Springfield, Ohio last Sunday during a tense family barbecue witnessed 72-year-old retired factory supervisor Harold Jenkins berate his 8-year-old grandson Timmy for receiving a youth soccer participation trophy. Jenkins, who secured a lifelong pension, a three-bedroom house purchased for $19,000 in 1973 (now valued at $375,000), and a 40-year union-protected job after walking into the plant “with a firm handshake and clean jeans,” slammed the miniature gold-plated figure as “the downfall of Western grit.”
Waving a spatula over smoking burgers, Jenkins bellowed, “This resin abomination celebrates *existence*, not excellence! In 1967, I got a job because the foreman saw me untangle a hose!
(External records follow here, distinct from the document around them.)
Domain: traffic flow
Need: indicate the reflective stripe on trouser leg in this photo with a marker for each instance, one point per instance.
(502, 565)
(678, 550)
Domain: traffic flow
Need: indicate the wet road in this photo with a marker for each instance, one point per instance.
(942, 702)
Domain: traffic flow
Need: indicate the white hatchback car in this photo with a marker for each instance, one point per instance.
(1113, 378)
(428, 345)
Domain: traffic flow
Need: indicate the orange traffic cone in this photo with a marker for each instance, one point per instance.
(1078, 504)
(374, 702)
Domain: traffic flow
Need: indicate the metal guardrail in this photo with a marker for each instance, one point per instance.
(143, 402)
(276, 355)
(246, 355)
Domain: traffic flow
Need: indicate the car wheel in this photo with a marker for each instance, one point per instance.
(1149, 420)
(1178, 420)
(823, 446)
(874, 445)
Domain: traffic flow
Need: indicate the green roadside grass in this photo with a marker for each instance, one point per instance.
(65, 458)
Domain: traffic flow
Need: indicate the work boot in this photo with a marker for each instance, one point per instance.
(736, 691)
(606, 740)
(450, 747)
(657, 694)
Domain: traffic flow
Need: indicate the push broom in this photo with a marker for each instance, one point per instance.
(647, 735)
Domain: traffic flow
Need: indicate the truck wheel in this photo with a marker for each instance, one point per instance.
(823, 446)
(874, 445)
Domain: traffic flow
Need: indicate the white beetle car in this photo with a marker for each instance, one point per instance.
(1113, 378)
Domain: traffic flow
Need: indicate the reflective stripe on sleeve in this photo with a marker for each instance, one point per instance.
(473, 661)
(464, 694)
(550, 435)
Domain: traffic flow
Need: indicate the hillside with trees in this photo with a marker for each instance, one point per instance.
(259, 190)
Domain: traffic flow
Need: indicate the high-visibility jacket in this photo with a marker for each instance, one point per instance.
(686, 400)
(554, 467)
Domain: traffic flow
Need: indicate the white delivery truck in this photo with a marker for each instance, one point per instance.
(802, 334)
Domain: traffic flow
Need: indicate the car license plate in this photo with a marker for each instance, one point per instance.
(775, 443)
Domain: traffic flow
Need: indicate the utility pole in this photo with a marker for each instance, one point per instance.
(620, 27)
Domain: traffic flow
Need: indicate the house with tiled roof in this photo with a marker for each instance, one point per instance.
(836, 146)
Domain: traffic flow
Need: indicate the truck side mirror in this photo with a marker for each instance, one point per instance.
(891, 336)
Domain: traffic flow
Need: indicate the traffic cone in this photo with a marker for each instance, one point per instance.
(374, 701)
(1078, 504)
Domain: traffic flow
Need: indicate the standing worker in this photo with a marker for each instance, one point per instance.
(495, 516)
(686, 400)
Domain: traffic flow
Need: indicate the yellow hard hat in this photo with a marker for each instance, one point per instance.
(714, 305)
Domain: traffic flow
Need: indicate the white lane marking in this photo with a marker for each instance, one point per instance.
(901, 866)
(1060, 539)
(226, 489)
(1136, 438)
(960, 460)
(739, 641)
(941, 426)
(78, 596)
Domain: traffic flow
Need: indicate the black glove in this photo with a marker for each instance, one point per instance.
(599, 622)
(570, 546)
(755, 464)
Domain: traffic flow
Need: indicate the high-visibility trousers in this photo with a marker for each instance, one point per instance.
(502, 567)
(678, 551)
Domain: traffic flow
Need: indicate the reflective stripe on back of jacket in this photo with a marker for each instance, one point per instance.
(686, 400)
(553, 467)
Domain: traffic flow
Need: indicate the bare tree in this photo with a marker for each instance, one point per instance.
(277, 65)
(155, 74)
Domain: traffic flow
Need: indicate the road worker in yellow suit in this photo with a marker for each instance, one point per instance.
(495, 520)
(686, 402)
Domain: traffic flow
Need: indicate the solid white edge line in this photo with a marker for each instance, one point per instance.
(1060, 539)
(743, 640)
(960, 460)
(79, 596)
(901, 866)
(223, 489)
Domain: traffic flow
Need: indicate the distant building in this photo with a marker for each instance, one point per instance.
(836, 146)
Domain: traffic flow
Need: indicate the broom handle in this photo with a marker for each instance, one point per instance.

They handed me keys to a house costing less than your iPhone! Now Timmy expects a shrine for tripping over his own feet?” When Timmy’s mother noted Jenkins’ own garage displayed “Employee of the Month” plaques from an era when the factory’s only competition was a bankrupt toaster company, Jenkins scoffed: “Those took *effort*! I showed up drunk that Tuesday! Timmy couldn’t even score on an open net!”
Timmy, clutching his trophy, retorted, “At least I know what ‘offside’ means, Grandpa.” Jenkins then spent twenty minutes listing industries he’d never worked in but deemed “lazy” before retreating to his paid-off sunroom. Family members predict Jenkins will spend the week mailing angry letters about “millennial entitlement” to newspapers using his subsidized senior postage rate, while Timmy plans to glue the trophy to Jenkins’ vintage Corvette “as a participation award for complaining.” The grill, meanwhile, remains unattended—much like the economic conditions Jenkins inherited.